En BOLETÍN SEMANAL

​Hay un modo adecuado de orar, y también en esto el secreto radica en el enfoque. Esta es la esencia de la enseñanza de nuestro Señor. «Mas tú, cuando ores, entra en tu aposento, y cerrada la puerta ora a tu padre que está en secreto; y tu Padre que ve en lo secreto te recompensará en público. Y orando, no uséis vanas repeticiones, como los gentiles, que piensan que por su palabrería serán oídos. No os hagáis, pues, semejantes a ellos; porque vuestro Padre sabe de qué cosas tenéis necesidad, antes que vosotros le pidáis».

¿Qué quiere decir? Si se formula en función del principio esencial significa lo siguiente: lo único importante al orar en cualquier lugar es que debemos caer en la cuenta de que nos estamos acercando a Dios. Esto es lo único que importa. Es simplemente este punto de ‘recogimiento’. Con tal de que cayéramos en la cuenta de que nos acercamos a Dios, todo lo demás andaría bien.

Pero necesitamos la enseñanza un poco más detallada, y afortunadamente nuestro Señor nos la da. La divide en la forma siguiente. Primero está el proceso de exclusión. Para asegurarme de que caigo en la cuenta de que me acerco a Dios, tengo que excluir ciertas cosas. He de entrar en ese aposento retirado. «Mas tú, cuando ores, entra en tu aposento, y cerrada la puerta, ora a tu Padre que está en secreto.» ¿Qué significa esto?

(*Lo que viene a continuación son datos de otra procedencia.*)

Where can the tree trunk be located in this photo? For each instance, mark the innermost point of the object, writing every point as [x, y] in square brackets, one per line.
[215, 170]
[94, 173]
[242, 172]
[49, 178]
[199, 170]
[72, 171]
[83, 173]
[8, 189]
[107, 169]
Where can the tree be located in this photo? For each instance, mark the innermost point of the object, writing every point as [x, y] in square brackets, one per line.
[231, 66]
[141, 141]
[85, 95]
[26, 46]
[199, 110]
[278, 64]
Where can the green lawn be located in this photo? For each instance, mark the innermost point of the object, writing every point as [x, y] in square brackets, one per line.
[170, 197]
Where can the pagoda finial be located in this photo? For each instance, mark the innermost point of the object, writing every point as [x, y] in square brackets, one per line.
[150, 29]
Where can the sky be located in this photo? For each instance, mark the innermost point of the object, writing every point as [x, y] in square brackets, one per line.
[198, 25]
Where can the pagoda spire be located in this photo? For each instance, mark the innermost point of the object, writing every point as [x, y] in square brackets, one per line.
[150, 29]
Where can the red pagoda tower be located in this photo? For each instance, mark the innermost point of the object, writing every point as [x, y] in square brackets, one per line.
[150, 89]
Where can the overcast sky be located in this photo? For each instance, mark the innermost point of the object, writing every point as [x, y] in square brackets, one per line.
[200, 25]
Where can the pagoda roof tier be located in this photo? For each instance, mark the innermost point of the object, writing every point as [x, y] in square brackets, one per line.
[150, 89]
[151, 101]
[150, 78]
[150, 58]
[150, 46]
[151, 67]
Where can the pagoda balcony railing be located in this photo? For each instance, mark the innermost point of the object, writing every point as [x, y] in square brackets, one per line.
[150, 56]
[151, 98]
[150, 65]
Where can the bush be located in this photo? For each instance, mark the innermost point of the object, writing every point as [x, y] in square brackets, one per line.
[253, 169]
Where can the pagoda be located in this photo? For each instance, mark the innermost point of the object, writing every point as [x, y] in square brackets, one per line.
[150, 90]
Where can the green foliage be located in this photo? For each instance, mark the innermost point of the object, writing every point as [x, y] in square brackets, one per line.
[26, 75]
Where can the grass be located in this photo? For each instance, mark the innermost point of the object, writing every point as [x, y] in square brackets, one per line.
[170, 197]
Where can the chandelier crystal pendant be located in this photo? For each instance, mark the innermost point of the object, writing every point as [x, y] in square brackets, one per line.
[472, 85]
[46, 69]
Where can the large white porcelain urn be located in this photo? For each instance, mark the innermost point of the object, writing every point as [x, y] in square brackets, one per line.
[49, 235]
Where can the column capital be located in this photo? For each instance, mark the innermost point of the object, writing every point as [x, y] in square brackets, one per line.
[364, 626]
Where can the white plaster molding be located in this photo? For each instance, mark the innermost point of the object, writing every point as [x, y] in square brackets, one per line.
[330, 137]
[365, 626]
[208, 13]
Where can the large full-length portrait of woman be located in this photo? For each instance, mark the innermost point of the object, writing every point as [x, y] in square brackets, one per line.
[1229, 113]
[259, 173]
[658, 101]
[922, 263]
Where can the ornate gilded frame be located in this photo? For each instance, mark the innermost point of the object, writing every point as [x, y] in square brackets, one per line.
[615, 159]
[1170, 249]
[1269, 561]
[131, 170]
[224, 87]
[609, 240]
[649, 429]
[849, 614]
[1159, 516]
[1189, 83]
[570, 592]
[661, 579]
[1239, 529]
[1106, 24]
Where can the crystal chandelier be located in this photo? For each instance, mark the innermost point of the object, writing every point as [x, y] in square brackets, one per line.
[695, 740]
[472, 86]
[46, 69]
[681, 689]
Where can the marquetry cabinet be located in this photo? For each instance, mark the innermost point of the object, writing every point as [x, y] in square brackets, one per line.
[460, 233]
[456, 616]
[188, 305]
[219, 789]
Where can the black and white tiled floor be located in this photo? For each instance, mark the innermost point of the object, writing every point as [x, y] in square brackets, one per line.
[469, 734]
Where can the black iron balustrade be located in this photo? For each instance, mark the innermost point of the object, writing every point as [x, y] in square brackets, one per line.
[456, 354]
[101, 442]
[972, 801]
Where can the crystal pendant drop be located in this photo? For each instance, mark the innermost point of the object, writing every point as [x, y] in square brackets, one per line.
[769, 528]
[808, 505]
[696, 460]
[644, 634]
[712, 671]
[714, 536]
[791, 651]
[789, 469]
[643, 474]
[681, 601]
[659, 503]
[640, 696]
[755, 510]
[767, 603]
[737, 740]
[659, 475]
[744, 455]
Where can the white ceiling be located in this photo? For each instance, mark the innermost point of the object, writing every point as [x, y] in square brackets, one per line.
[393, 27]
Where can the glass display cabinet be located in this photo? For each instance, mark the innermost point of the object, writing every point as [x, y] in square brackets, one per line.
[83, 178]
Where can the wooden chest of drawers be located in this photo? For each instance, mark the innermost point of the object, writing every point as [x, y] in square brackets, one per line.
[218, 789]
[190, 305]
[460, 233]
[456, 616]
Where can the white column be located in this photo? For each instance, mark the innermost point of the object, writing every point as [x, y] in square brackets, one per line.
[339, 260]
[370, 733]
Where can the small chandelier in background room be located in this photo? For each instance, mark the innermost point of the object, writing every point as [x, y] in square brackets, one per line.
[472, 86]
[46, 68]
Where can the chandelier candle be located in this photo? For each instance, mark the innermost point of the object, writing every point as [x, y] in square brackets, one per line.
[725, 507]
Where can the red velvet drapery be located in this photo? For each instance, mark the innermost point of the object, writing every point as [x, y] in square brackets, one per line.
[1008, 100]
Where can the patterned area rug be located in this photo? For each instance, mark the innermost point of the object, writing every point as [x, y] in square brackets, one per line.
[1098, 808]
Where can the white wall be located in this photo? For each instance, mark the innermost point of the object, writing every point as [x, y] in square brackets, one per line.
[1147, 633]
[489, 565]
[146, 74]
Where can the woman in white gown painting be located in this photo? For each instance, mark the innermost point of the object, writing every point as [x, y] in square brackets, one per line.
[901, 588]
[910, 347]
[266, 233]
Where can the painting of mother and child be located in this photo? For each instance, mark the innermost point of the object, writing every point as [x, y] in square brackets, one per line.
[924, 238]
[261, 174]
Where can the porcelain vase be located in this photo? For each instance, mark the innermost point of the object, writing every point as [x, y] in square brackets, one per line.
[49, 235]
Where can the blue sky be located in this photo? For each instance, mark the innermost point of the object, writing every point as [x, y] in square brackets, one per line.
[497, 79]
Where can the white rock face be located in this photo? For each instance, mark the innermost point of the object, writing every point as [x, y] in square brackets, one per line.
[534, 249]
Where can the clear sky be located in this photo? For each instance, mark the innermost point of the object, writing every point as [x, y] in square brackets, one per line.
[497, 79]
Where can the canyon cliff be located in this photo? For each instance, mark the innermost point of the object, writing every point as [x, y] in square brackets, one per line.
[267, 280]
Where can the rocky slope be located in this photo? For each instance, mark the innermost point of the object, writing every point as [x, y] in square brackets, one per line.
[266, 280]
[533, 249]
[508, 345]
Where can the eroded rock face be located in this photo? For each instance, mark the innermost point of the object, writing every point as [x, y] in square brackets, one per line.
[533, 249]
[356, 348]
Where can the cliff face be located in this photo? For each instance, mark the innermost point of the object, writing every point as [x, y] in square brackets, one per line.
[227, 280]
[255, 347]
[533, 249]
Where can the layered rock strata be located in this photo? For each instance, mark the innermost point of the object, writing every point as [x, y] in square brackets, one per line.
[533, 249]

Hay algunos que quisieran persuadirse a sí mismos de que estas palabras contienen una prohibición de todas las reuniones de oración. Dicen, «No voy a las reuniones de oración, oro en secreto.» Pero aquí no se prohíben las reuniones de oración. No es prohibir la oración en público, porque Dios mismo la enseñó y en la Biblia se recomienda. En ella se mencionan reuniones de oración que pertenecen a la esencia y vida mismas de la iglesia. No es esto lo que se prohíbe. El principio es que hay ciertas cosas que debemos excluir, ya sea que oremos en público o en secreto. He aquí una de ellas. Hay que excluir y olvidar a los demás. Entonces uno se excluye y se olvida de sí mismo. Esto es lo que significa entrar en el aposento. Se puede entrar en ese aposento mientras se camina por una calle muy transitada, o mientras uno va de una habitación a otra de la casa. Se entra en ese aposento cuando se está en comunión con Dios y nadie sabe lo que uno está haciendo. Pero se puede hacer lo mismo si se trata de un acto público de oración. Me refiero a mí mismo y a todos los predicadores. Lo que trato de hacer cuando subo al pulpito es olvidarme de la congregación en cierto sentido. No estoy orando para ellos o dirigiéndome a ellos; no estoy hablándoles a ellos. Estoy hablando a Dios, estoy dirigiendo la oración a Dios, de modo que tengo que excluir y olvidarme de los demás. Sí, y una vez hecho esto, me excluyo y me olvido de mí mismo. Eso es lo que nuestro Señor nos dice que hagamos. De nada sirve entrar en el aposento y cerrar la puerta si todo el tiempo estoy lleno de mí mismo y pensando acerca de mí mismo, y me enorgullezco de mi oración. Para eso lo mismo podría estar en la esquina de la calle. No, tengo que excluirme tanto a mí mismo como a los demás; mi corazón ha de estar abierto única y totalmente a Dios. Digo con el salmista: «Afirma mi corazón para que tema tu nombre. Te alabaré, oh Jehová Dios mío, con todo mi corazón.» Esto pertenece a la esencia misma de la oración. Cuando oramos debemos recordar expresamente que vamos a hablar con Dios. Por consiguiente hay que excluir, dejar afuera a los demás y también a uno mismo.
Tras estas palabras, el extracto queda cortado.